The next day was the extra one I’d added, with the purpose of having a relaxing “weekend” day as I called it (it was Tuesday, but when you’re traveling any day can be Saturday). I wrote this:
“Golden Lily emptied out as soon as the treks started. I had the place to myself. I danced along to music as I typed up some blog posts on the wonderful country of Myanmar. This was definitely the right decision, the downtime I needed before my final big Southeast Asian city and the craziness I was anticipating India would be.”
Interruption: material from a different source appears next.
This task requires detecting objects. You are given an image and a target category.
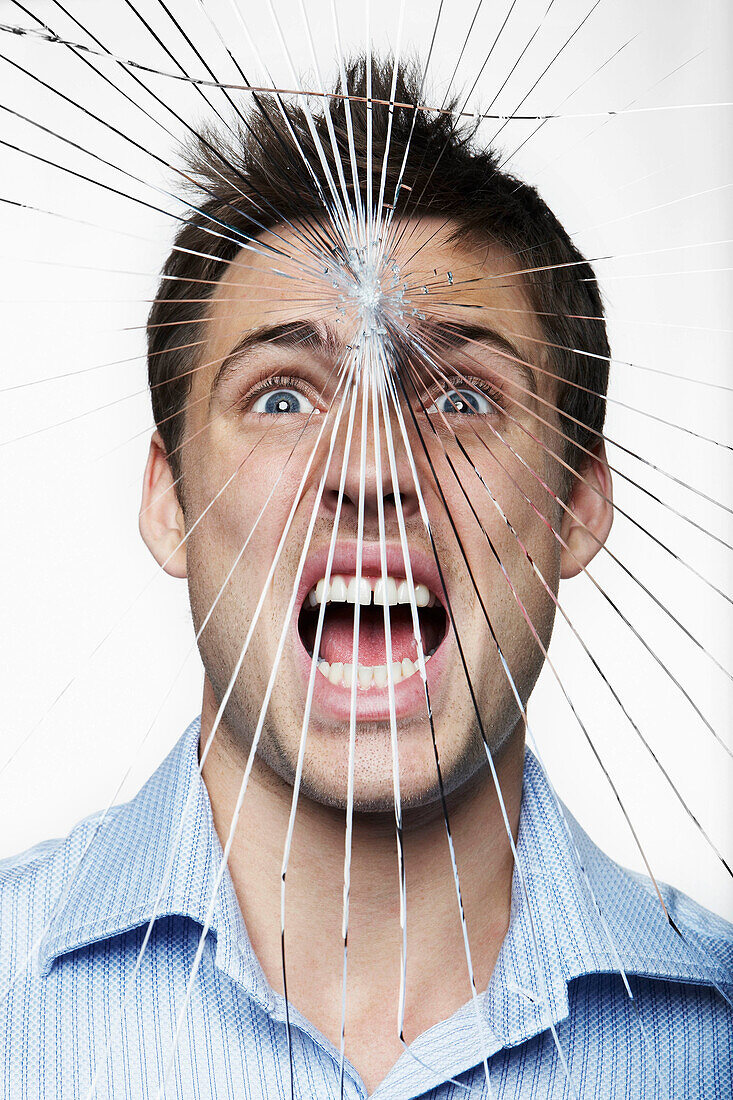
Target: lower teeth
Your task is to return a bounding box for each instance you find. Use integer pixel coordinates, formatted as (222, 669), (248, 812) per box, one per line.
(318, 653), (433, 691)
Reading, writing, meditating, a final meal at the Nepalese restaurant, and some good old fashioned downtime. It was just what I needed. I left that night on a night bus to Yangon – I had chosen the cheapest bus, which was a 2-by-2 VIP bus, but somehow ended up on a 1-by-2 sleeper bus that handed out snacks, blankets, and neck pillows, score! – and once I arrived I was relieved I had spent my spare day in Kalaw instead of that hectic big city.
Kalaw was my biggest surprise of Myanmar. I knew I’d be blown away by Bagan and enjoy some time on the water in Inle, but I never expected that I would be happiest in the small pass-through town of Kalaw. Life is full of surprises, and I’ll take a happy one like this any day.